The bill says little about climate change, despite the growing impact on farming throughout the country. But climate action is implied through the research title, which would put new emphasis on soil health, the effects of drought and flooding, and on biochar — the partly burned forest byproduct that enriches the soil and sequesters carbon.

The proposal endorses the creation of a national biochar research network to “understand how to use biochar productively to contribute to climate mitigation,” among other benefits.

Thompson proposed reauthorization of the Agriculture Advanced Research and Development Authority, which is tasked with funding agriculture studies deemed too risky without public funding. However, appropriators have yet to provide close to the fully authorized amount of $50 million annually.

The bill would promote research on the effects of exposure to wildfire smoke — a concern for vineyards in California — and on the long term health of white oak trees, important for the manufacture of whiskey barrels and other items.

Forests and wildfires

On forestry policy, the bill borrows pieces of the “Fix Our Forests Act,” a forest management measure that’s passed the House but been slow to move in the Senate.

Thompson’s draft would ease requirements for environmental reviews for clearing vegetation around electric utility lines in national forests and for certain restoration projects, expanding categorical exclusions from the National Environmental Policy Act to 10,000 acres.
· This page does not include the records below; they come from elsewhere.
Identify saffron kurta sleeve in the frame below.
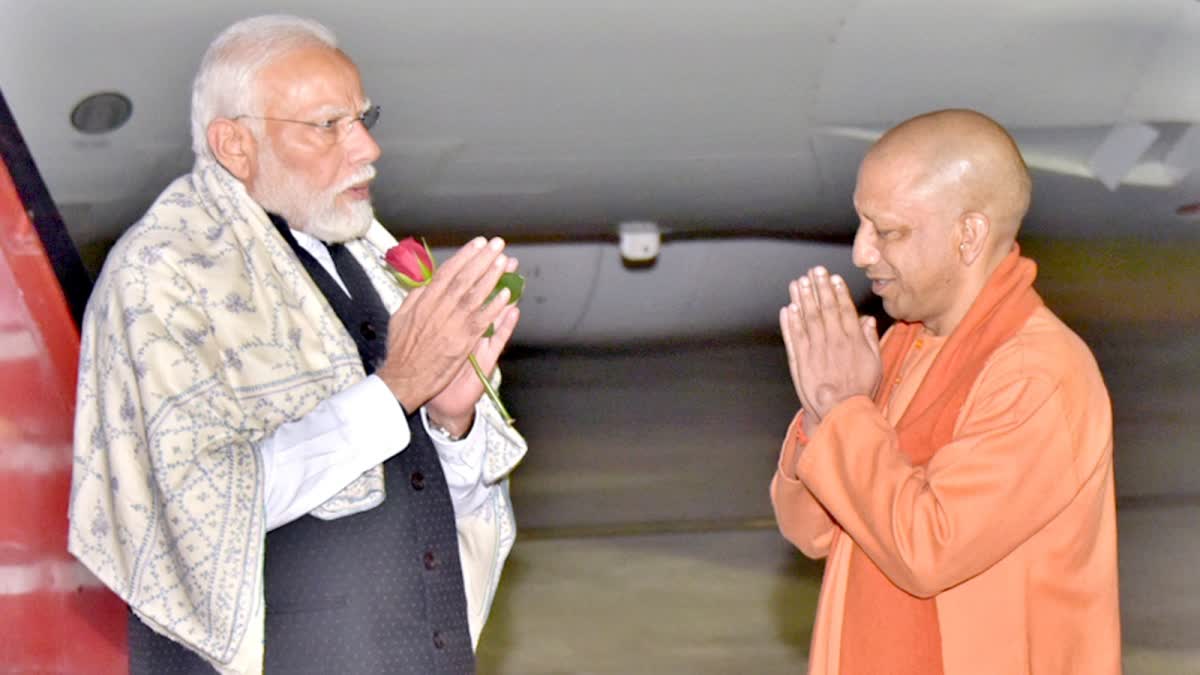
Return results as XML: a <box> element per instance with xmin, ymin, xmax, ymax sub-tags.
<box><xmin>798</xmin><ymin>364</ymin><xmax>1082</xmax><ymax>597</ymax></box>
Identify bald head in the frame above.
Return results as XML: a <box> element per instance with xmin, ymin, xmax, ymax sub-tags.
<box><xmin>864</xmin><ymin>109</ymin><xmax>1032</xmax><ymax>251</ymax></box>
But Friday’s version doesn’t include the “Save Our Sequoias Act,” a bipartisan measure to allow more intensive management of sequoia groves that was included in the committee-approved bill in 2024.

On energy, the bill would reaffirm Congress’ support of the Rural Energy for America Program, doubling the maximum loan guarantee provided by the USDA to $50 million.

The program helps farmers and small businesses install energy efficiency projects or alternative energy such as small solar arrays and wind turbines, although it’s facing extra scrutiny from the Trump administration.

In addition, the USDA would be required to consider the potential improvement to a REAP applicant’s financial condition in weighing applications.

Among the bill’s omissions: limits on the Agriculture secretary’s use of the Commodity Credit Corporation, the decades-old agency that buys farm commodities and takes other marketing-related actions to support the farm economy.

In 2024, Thompson included a provision to limit the secretary’s discretion over the CCC, after then-Agriculture Secretary Tom Vilsack tapped it to pay for climate-smart farming and marketing grants.

President Donald Trump in his first term used CCC funds to compensate farmers for losses tied to his trade battles with other countries, prompting objections from Democrats.